Out-Law News 1 min. read
01 Nov 2013, 1:20 pm
The regulations came into force on 1 November, and removed restrictions placed on foreign investors in the country's 'strategic' sectors, such as mining.
"The new law is a positive step," said Hong Kong-based projects expert Kate Terry of Pinsent Masons, the law firm behind Out-Law.com. "It will provide increased clarity and certainty for foreign investors, particularly in the natural resources sector, around the terms of their prospective investments."
The 2013 Mongolian Law on Investment (16-page / 265KB PDF) removes the distinction between foreign and domestic private investors in order to encourage investment, according to an unofficial transaction.
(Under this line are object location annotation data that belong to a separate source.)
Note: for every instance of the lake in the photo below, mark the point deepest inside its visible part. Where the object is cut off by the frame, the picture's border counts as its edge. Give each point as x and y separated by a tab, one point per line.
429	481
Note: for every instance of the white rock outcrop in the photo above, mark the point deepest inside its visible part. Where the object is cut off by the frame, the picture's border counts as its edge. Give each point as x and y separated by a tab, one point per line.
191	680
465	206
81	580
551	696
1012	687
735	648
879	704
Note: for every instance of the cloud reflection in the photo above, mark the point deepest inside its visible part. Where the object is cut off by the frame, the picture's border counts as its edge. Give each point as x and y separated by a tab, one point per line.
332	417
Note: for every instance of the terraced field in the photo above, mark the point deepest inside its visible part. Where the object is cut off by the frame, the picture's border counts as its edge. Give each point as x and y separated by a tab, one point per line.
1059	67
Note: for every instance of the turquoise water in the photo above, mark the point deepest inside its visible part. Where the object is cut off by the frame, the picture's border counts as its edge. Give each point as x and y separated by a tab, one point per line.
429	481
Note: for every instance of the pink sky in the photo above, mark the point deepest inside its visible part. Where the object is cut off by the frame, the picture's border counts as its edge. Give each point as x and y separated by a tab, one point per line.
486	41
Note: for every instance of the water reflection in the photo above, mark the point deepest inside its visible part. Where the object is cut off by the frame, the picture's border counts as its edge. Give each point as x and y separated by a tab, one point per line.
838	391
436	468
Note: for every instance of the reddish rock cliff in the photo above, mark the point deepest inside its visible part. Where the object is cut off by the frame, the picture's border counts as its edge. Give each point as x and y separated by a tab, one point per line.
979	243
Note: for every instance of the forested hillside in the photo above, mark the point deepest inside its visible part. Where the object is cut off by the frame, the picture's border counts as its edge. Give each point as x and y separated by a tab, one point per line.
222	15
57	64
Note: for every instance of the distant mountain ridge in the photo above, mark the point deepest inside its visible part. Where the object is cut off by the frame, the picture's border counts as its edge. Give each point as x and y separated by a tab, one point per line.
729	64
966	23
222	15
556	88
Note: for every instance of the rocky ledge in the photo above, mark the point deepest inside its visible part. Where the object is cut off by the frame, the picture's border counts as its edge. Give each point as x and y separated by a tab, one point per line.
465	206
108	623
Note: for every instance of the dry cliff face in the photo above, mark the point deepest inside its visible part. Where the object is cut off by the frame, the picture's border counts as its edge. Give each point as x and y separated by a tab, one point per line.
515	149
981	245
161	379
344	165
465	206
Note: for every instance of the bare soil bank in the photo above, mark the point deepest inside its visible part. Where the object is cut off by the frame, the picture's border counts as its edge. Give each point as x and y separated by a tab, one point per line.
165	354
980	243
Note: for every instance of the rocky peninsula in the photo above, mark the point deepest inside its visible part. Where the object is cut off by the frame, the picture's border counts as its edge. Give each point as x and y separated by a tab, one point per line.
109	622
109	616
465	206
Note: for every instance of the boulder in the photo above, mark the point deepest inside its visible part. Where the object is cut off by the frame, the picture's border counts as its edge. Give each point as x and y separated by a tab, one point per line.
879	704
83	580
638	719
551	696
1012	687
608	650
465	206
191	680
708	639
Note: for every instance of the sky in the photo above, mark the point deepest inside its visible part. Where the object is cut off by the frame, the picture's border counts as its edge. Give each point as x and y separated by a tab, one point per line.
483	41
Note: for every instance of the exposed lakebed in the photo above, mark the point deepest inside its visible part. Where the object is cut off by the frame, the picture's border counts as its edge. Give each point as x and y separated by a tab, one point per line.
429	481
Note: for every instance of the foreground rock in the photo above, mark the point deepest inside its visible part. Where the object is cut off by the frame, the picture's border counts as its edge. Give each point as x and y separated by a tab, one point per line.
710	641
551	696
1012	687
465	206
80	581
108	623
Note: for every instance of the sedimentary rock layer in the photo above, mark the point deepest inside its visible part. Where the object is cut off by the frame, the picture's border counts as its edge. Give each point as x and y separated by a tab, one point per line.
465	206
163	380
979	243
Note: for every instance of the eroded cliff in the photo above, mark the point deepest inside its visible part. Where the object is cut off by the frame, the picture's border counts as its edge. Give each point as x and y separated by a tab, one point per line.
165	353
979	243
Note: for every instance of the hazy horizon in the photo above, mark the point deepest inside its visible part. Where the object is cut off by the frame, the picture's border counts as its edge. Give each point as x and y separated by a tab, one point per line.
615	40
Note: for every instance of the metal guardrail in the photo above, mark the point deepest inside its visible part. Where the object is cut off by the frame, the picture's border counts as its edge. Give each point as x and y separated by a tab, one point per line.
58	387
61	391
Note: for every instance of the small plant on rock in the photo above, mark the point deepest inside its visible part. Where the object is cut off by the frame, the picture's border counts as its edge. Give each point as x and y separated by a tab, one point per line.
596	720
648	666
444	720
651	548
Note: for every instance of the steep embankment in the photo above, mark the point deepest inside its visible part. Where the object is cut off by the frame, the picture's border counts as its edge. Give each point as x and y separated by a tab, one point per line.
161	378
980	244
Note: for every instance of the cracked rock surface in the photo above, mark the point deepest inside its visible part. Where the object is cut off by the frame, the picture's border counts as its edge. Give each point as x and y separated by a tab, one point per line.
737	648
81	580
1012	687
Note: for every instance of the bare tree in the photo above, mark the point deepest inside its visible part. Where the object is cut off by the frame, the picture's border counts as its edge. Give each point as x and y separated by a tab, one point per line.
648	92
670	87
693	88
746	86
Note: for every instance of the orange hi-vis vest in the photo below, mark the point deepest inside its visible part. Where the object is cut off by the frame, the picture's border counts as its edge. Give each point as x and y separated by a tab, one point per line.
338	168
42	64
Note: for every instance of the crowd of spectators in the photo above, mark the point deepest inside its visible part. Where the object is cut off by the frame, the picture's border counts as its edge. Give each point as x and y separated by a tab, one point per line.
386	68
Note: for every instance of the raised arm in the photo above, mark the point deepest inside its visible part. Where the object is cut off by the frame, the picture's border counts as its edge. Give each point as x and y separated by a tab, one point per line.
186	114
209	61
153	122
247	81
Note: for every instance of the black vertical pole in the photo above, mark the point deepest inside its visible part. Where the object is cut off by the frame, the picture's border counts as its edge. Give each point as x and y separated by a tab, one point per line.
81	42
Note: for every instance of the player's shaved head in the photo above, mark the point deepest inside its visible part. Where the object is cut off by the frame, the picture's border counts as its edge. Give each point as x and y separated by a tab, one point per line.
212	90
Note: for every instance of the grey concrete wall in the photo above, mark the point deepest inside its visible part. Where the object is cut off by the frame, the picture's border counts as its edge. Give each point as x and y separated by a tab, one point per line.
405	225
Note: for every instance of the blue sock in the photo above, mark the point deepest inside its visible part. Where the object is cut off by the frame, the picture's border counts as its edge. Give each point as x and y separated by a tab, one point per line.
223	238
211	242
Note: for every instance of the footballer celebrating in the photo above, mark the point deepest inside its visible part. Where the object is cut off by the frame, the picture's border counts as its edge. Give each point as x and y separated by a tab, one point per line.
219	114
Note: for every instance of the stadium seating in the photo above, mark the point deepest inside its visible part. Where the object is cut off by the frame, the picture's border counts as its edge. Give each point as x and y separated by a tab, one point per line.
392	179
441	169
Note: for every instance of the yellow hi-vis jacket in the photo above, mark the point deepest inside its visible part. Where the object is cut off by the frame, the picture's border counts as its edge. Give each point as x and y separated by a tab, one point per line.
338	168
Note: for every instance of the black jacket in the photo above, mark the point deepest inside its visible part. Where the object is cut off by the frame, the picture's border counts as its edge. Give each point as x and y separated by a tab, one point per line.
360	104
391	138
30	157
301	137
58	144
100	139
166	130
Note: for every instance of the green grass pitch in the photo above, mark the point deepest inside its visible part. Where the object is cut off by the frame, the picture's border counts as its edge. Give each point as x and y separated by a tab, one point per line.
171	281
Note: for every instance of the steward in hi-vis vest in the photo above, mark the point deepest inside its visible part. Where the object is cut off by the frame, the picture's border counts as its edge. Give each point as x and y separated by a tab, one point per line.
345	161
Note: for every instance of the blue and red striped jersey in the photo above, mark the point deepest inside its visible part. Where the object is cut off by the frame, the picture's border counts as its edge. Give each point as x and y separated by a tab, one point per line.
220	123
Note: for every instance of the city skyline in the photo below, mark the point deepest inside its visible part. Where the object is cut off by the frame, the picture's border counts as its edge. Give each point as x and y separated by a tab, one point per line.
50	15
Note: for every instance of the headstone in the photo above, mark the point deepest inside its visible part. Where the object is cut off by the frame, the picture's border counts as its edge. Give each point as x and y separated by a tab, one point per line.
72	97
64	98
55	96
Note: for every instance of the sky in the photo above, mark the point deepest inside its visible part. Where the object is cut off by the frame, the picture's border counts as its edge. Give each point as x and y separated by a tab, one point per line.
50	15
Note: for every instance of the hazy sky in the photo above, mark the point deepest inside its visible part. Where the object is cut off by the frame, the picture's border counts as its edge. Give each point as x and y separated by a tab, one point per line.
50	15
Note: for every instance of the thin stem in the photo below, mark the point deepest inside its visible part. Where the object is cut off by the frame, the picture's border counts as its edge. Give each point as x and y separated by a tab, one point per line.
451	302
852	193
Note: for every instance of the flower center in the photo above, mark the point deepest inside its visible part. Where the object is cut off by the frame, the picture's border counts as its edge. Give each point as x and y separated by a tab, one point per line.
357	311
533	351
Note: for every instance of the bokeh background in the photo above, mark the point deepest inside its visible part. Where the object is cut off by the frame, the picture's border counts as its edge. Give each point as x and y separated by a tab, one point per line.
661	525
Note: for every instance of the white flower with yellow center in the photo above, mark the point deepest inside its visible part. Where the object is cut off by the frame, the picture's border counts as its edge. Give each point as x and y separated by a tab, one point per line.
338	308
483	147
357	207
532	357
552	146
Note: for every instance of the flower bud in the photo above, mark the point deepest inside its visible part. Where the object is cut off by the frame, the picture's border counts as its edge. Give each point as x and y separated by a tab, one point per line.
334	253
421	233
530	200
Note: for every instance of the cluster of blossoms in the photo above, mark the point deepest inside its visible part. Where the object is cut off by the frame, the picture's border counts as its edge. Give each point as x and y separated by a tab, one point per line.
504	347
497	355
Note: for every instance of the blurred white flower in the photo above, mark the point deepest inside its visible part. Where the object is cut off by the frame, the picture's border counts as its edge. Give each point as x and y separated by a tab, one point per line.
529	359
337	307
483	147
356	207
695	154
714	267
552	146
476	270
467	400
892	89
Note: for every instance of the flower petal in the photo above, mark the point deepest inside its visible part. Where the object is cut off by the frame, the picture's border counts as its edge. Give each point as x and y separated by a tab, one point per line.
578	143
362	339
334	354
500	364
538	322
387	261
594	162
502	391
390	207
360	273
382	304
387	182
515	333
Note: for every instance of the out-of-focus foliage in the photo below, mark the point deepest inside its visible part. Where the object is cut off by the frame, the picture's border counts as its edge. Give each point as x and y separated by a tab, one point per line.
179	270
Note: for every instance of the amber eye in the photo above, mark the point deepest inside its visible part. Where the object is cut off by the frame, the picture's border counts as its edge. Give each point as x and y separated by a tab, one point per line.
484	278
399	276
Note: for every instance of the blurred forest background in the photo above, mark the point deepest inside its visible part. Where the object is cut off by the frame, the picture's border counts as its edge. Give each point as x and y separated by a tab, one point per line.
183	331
It removes the need for government approval before private companies can invest in mining, telecommunications and banking projects, although firms with 50% or more foreign government ownership that want to hold more than 33% of the company will still need to obtain approval from a State Administrative Body in Charge of Investment Affairs.
The law also provides investors with tax stability by freezing VAT, corporate income tax, mining royalties and customs duties at the rate applicable when the investment is made for between five and 22 years, depending on the investment amount and location within the country. Investors will also be able to freely transfer profits and assets out of the country, as long as they have "properly fulfilled their tax payment obligations" in the country.
International investment in Mongolia fell by 43% in the first half of 2013, following more than a year of uncertainty over the investment rules, according to Reuters.